9. She was inducted on the National LGBTQ Wall of Honor

A picture of LGBTQ letters on a person hands

LGBTQ letters on a person’s hands by Alexander Grey-Pexels

Rivera was one of the first fifty American “pioneers, trailblazers, and heroes” enshrined in the Stonewall National Monument (SNM) in New York City’s Stonewall Inn in June 2019. The SNM is the first national monument in the United States dedicated to LGBTQ rights and history, and its unveiling coincided with the 50th anniversary of the Stonewall riots.

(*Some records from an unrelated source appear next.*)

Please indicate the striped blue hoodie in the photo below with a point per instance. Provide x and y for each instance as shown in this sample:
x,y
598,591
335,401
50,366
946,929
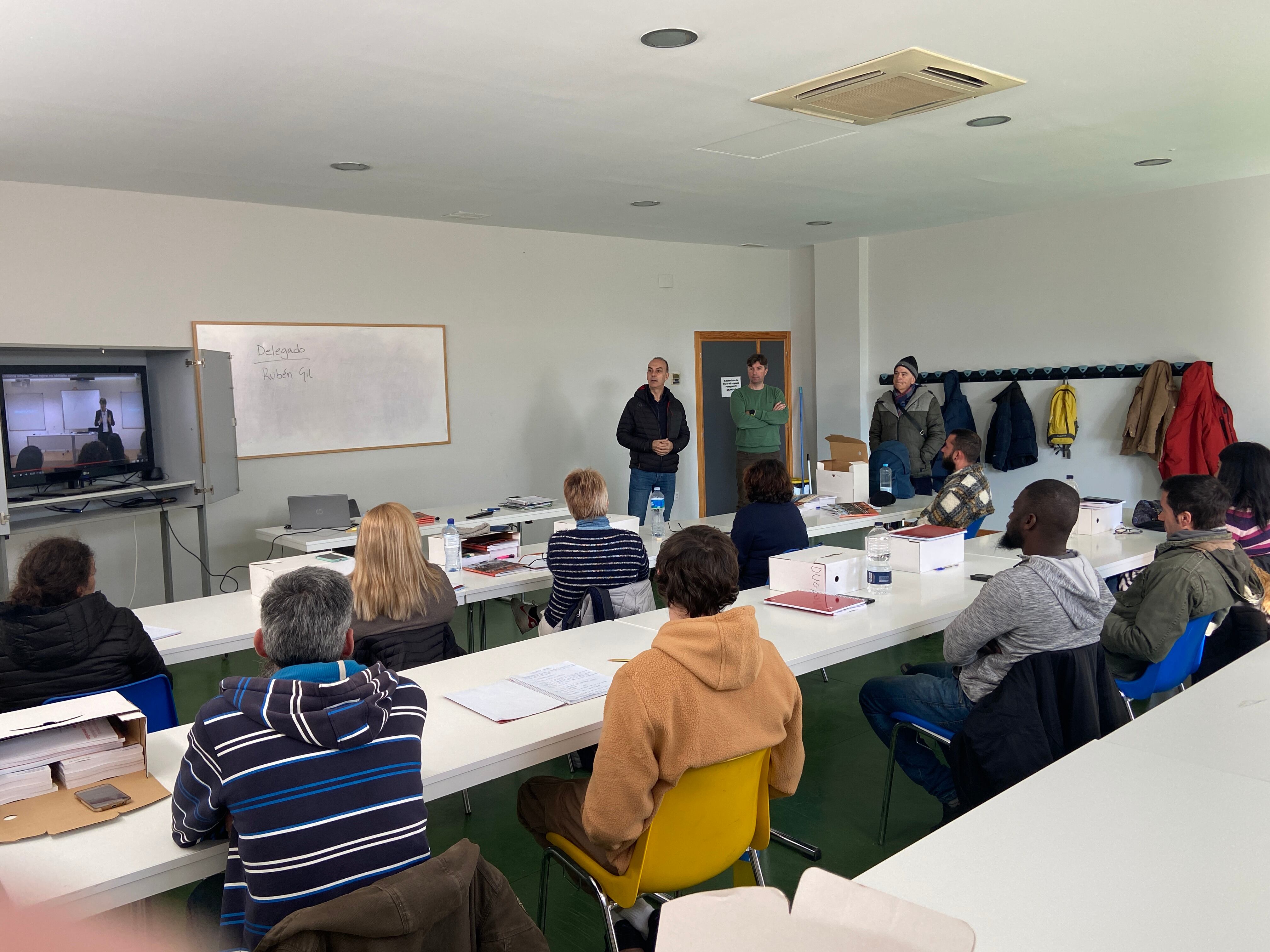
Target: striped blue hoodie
x,y
319,770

10. She has been featured in films and novels

Her tale is told in Season 1, Episode 1, and Season 3, Episode 1 of the podcast Making Gay History. Rivera earned additional national exposure in 2002 when actor/comedian Jade Esteban Estrada portrayed her in the well-received solo musical ICONS: The Lesbian and Gay History of the World, Vol. 1 (directed by Aliza Washabaugh-Durand and produced by Aliza Washabaugh-Durand and Christopher Durand). Sylvia So Far, a new musical based on Rivera’s life, premiered in New York at La Mama in January 2007, featuring Bianca Leigh as Rivera and Peter Proctor as Marsha P. Johnson. Rivera was featured in the Spring 2007 issue of CENTRO: Journal of the Center for Puerto Rican Studies, which was dedicated to “Puerto Rican Queer Sexualities” and published at Hunter College.

Sylvia Rivera rose to prominence as a gay liberation and transgender rights activist, particularly for transgender persons of color. Her legacy continues to have an impact on the LGBTQ+ rights movement and serves as an inspiration to disenfranchise queer people worldwide.